Vous avez commis un grave manquement à votre obligation de loyauté dans le cadre de votre relation contractuelle avec notre société et nous ne pouvons l'accepter.
Cette situation, en lien avec votre contrat de travail, est d'autant plus grave dans la mesure où l'usage de faux aurait pu engager la responsabilité de l'entreprise et de son représentant et donc de leur porter préjudice.
Enfin, elle nuit gravement à la bonne image de marque de l'entreprise vis-à-vis des tiers.
Ces faits ne nous permettent plus d'avoir confiance en vous pour des relations professionnelles futures.
Par ailleurs, en ne respectant pas les consignes de nuit sur place, vous avez mis en danger votre sécurité et celle de votre coéquipier.

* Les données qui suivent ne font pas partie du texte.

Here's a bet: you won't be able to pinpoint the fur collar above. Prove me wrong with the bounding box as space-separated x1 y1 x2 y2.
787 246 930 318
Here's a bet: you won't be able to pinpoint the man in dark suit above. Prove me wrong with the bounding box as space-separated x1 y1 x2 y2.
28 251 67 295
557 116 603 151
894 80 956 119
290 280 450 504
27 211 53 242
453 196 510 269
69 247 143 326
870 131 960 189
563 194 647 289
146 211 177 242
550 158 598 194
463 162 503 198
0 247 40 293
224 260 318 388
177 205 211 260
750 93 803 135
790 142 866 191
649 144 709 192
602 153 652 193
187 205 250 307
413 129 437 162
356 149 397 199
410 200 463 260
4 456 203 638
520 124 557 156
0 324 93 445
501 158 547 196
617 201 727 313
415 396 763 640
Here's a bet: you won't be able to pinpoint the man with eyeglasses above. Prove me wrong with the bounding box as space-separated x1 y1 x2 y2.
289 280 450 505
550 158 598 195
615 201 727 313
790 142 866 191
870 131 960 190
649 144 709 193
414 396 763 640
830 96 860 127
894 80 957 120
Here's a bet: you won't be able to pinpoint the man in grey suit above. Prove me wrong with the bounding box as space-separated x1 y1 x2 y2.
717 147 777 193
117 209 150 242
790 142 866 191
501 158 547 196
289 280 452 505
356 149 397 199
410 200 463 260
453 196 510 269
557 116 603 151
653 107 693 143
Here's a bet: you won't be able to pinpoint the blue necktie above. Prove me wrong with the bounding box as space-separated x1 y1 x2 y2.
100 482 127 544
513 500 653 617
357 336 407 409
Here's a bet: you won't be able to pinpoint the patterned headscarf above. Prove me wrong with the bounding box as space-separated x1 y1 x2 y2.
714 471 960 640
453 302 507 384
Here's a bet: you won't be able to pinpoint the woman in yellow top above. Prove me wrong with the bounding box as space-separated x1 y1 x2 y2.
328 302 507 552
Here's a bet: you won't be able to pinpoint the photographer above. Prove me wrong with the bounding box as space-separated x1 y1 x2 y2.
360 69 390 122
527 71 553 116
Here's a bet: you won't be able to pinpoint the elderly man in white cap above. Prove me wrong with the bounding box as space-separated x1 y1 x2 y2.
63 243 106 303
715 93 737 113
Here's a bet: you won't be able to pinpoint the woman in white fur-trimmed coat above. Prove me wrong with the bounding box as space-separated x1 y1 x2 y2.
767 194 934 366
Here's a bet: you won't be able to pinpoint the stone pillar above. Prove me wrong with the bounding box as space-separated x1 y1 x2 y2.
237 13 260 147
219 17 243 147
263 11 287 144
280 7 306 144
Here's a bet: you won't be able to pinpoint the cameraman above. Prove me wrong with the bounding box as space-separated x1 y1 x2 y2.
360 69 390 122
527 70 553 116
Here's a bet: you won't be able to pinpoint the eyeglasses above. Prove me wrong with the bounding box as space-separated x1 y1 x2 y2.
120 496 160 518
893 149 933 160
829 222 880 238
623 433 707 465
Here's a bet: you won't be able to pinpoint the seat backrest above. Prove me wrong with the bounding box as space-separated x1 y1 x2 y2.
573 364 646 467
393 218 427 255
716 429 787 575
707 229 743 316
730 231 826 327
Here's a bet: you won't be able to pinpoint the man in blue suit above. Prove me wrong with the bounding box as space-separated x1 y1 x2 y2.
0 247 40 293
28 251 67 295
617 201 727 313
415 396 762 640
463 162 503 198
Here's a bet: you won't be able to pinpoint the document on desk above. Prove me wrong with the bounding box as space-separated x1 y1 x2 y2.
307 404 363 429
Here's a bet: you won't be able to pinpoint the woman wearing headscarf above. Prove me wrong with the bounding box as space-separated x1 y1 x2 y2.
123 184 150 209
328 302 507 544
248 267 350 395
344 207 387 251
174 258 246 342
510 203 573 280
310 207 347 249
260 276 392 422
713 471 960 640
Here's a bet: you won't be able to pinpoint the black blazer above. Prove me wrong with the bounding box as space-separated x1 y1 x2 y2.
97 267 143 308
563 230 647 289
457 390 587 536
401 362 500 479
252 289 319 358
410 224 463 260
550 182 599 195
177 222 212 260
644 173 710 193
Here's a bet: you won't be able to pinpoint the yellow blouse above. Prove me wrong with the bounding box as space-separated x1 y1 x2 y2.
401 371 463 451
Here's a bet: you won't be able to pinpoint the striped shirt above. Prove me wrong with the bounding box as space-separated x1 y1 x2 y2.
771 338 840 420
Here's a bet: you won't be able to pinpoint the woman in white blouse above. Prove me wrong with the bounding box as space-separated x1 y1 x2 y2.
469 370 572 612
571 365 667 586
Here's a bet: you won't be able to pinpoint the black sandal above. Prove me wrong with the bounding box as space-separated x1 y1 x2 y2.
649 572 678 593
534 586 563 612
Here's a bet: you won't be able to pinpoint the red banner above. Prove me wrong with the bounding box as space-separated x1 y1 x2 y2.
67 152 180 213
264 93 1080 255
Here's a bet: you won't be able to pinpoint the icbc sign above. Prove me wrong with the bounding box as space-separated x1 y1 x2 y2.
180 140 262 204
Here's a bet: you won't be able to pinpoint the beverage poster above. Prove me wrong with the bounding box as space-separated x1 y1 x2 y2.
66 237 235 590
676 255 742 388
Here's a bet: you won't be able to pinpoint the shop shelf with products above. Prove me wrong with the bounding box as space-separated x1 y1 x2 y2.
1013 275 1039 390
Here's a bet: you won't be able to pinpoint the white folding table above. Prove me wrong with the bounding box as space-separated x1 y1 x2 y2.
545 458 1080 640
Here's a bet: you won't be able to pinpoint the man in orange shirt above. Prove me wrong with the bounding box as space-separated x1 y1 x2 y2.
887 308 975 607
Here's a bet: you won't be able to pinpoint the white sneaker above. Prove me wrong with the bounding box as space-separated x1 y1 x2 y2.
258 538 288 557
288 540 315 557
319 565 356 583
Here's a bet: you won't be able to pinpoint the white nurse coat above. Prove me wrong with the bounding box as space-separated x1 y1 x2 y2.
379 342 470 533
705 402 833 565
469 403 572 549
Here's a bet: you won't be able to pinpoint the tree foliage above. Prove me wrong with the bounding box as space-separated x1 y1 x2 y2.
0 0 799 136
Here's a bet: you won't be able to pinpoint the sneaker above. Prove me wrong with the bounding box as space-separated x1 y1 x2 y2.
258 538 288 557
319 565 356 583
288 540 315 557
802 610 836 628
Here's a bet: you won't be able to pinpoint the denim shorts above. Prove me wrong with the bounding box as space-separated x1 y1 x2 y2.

Nous avons déjà été amenés à plusieurs reprises à vous faire des observations sur votre comportement et à sanctionner vos agissements fautifs par courriers suivants ;
Le 3 octobre 2016 : avertissement pour mauvaise réalisation de chantier
Le 20 mars 2017 : avertissement pour non-respect des consignes de sécurité et tromperie,
Le non-respect délibéré et réitéré de vos obligations contractuelles est constitutif de fautes graves et rend impossible votre maintien dans l'entreprise, y compris pendant le temps du préavis (') ».
M. [V] a contesté les motifs du licenciement dans un courrier du 6 juin suivant, puis, par requête réceptionnée au greffe le 28 juillet 2017, il a saisi le conseil de prud'hommes de Lyon afin d'obtenir diverses sommes à titre indemnitaire et salarial.
Par jugement du 27 août 2020, le juge départiteur du conseil de prud'hommes de Lyon a :
Débouté M. [V] de l'ensemble de ses demandes ;
Dit n'y avoir lieu à l'application de l'article 700 du code de procédure civile ;
Condamné M. [V] aux dépens.
Par déclaration du 9 septembre 2020, M. [V] a interjeté appel de ce jugement.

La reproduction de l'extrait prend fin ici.